Saturday, March 26, 2011

Excerpt from a Letter to the Baby

Before you were born, I had very strong (negative) feelings about the proliferation of superlatives in our discourse of compliments. There are stacks of t-shirts in stores labeled “World's Best Grandma” but clearly, by their very stackitude, the shirts are a lie. I think, to be reasonable, the implication is “(I think that you are are the) World's Best Grandma” but even that's a little much. There are 6 billion people on Earth. Many of them are grandmas. The World's Best? Really?
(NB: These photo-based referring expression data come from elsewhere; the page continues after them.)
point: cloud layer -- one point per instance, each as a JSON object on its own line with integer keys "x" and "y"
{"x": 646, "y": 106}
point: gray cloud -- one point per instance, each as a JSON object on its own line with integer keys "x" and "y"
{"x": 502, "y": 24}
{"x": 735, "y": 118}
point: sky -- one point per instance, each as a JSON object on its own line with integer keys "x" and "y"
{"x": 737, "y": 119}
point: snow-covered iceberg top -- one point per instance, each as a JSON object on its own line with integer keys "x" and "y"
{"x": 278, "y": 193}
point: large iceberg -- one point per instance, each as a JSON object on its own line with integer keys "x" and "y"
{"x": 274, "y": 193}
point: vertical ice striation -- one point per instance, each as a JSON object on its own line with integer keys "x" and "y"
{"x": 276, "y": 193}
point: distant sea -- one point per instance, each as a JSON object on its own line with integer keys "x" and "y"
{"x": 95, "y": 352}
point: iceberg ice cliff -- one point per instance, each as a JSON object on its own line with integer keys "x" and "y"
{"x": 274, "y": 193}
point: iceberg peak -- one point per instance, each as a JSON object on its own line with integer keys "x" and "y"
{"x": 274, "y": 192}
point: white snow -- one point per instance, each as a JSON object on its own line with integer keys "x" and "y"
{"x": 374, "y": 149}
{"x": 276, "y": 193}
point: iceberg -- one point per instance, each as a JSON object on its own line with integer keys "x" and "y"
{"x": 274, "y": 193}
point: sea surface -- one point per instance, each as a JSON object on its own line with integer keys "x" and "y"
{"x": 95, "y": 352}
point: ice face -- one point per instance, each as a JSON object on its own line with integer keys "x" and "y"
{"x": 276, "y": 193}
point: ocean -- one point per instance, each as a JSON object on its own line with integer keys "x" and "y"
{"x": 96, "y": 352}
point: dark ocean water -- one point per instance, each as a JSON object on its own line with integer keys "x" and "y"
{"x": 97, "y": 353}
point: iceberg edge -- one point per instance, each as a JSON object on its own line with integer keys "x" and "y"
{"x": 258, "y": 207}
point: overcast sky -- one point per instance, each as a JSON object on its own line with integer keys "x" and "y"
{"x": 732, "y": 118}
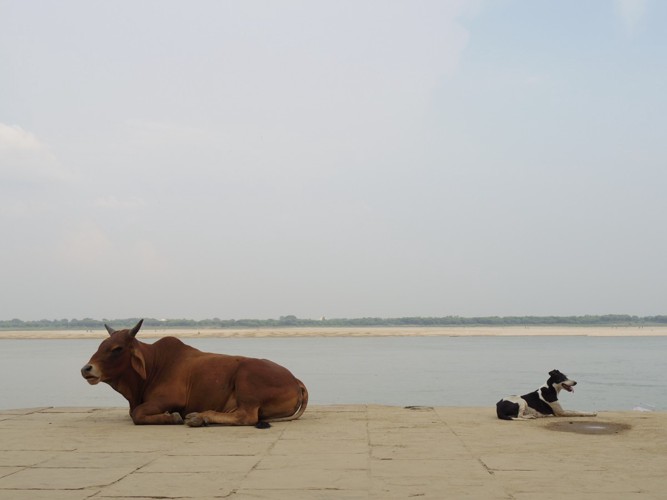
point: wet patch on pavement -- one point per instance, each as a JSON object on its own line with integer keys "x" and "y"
{"x": 588, "y": 427}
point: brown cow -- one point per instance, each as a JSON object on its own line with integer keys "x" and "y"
{"x": 168, "y": 381}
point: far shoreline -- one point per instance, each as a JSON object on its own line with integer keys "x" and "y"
{"x": 403, "y": 331}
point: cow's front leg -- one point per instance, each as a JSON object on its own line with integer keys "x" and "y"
{"x": 246, "y": 416}
{"x": 151, "y": 414}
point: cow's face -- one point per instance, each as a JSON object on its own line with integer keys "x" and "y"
{"x": 115, "y": 356}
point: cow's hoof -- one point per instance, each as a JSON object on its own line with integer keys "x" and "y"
{"x": 194, "y": 420}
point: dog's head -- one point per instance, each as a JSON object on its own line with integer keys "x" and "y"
{"x": 560, "y": 381}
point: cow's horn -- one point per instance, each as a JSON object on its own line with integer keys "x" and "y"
{"x": 134, "y": 330}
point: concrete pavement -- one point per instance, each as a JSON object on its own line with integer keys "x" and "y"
{"x": 334, "y": 452}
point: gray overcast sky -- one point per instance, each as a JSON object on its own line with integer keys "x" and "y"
{"x": 254, "y": 159}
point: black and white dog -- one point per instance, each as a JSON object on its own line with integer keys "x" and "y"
{"x": 540, "y": 403}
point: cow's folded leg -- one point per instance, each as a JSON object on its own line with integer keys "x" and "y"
{"x": 248, "y": 416}
{"x": 145, "y": 414}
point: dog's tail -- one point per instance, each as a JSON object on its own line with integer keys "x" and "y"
{"x": 506, "y": 409}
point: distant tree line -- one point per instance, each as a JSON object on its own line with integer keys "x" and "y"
{"x": 293, "y": 321}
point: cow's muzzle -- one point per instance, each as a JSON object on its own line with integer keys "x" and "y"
{"x": 91, "y": 374}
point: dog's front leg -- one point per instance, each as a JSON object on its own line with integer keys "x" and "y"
{"x": 560, "y": 412}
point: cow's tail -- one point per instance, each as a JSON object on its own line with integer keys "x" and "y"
{"x": 303, "y": 402}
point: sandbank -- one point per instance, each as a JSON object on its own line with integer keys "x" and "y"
{"x": 148, "y": 332}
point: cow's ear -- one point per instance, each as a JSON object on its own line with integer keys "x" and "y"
{"x": 139, "y": 363}
{"x": 134, "y": 330}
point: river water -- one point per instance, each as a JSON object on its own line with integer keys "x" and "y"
{"x": 614, "y": 373}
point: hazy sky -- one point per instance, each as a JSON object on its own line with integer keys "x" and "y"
{"x": 254, "y": 159}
So I vowed not to use comparisons or superlatives when complimenting you. You might turn out to be a beautiful baby, but there was no need to invoke your relative beauty vis a vis other babies. That's weird. And, besides, it might make you conceited. There was a blog post on the New York Times parenting blog (I know, I know, why do I read things that make me insane? I don't know, kid, I don't know) about Santa Claus, and one parent mentioned how her kid gets a letter from Santa every year in which he is deemed the best child. On Earth. Like “Dear Kid, I looked at all the kids and you are the best. Love, Santa.” This struck me as deeply terrible, and it added to the vigor of my vow.
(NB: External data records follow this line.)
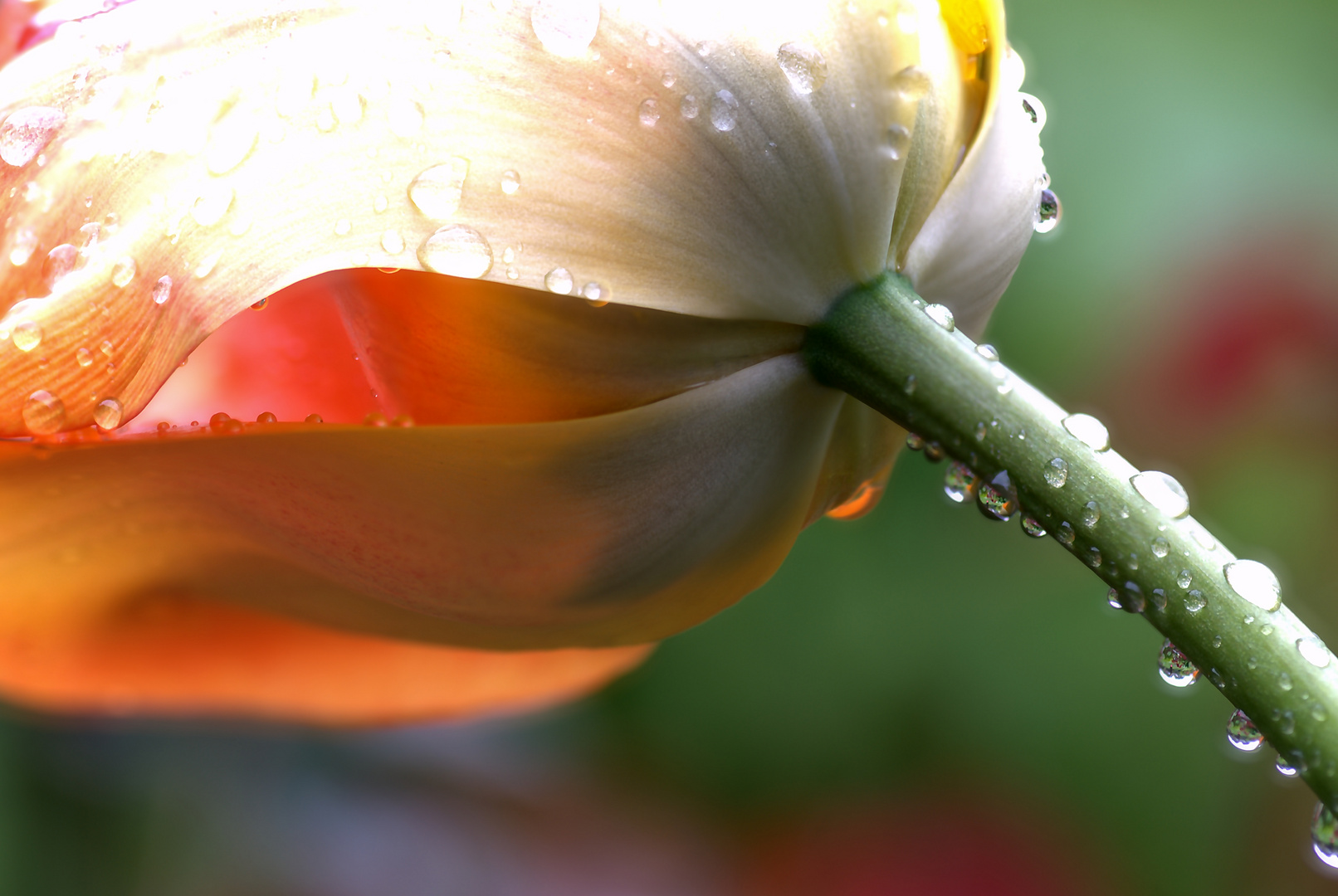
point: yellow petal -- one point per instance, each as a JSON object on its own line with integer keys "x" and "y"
{"x": 608, "y": 530}
{"x": 970, "y": 245}
{"x": 216, "y": 158}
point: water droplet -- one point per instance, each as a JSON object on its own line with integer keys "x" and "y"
{"x": 1255, "y": 583}
{"x": 1159, "y": 599}
{"x": 437, "y": 190}
{"x": 724, "y": 111}
{"x": 1242, "y": 733}
{"x": 1314, "y": 651}
{"x": 43, "y": 413}
{"x": 1088, "y": 430}
{"x": 898, "y": 139}
{"x": 58, "y": 264}
{"x": 27, "y": 133}
{"x": 1175, "y": 668}
{"x": 1130, "y": 599}
{"x": 559, "y": 281}
{"x": 162, "y": 290}
{"x": 124, "y": 272}
{"x": 804, "y": 67}
{"x": 594, "y": 293}
{"x": 649, "y": 113}
{"x": 997, "y": 499}
{"x": 27, "y": 336}
{"x": 1163, "y": 493}
{"x": 911, "y": 83}
{"x": 457, "y": 251}
{"x": 24, "y": 244}
{"x": 942, "y": 316}
{"x": 1324, "y": 836}
{"x": 565, "y": 27}
{"x": 1048, "y": 212}
{"x": 107, "y": 413}
{"x": 960, "y": 482}
{"x": 212, "y": 203}
{"x": 1034, "y": 110}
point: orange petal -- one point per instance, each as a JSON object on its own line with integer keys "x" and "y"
{"x": 609, "y": 530}
{"x": 208, "y": 158}
{"x": 172, "y": 655}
The vow is broken. Put it on the pile of vows. All I do is tell you how beautiful you are. And guess what? It is in relation to other babies. It is superior to other babies. I tell you constantly and vigorously that you are the cutest, most beautiful, and most wonderful baby. I mean it. I tell you that you have the prettiest eyes. I am completely serious. Other people, people with babies, compliment you and say “what a cutie,” and I respond “thank you.” There is a pause in which I am supposed to compliment their baby, but I do not, because I am not looking at their baby. I have forgotten their baby. I am staring at you and thinking “indeed.”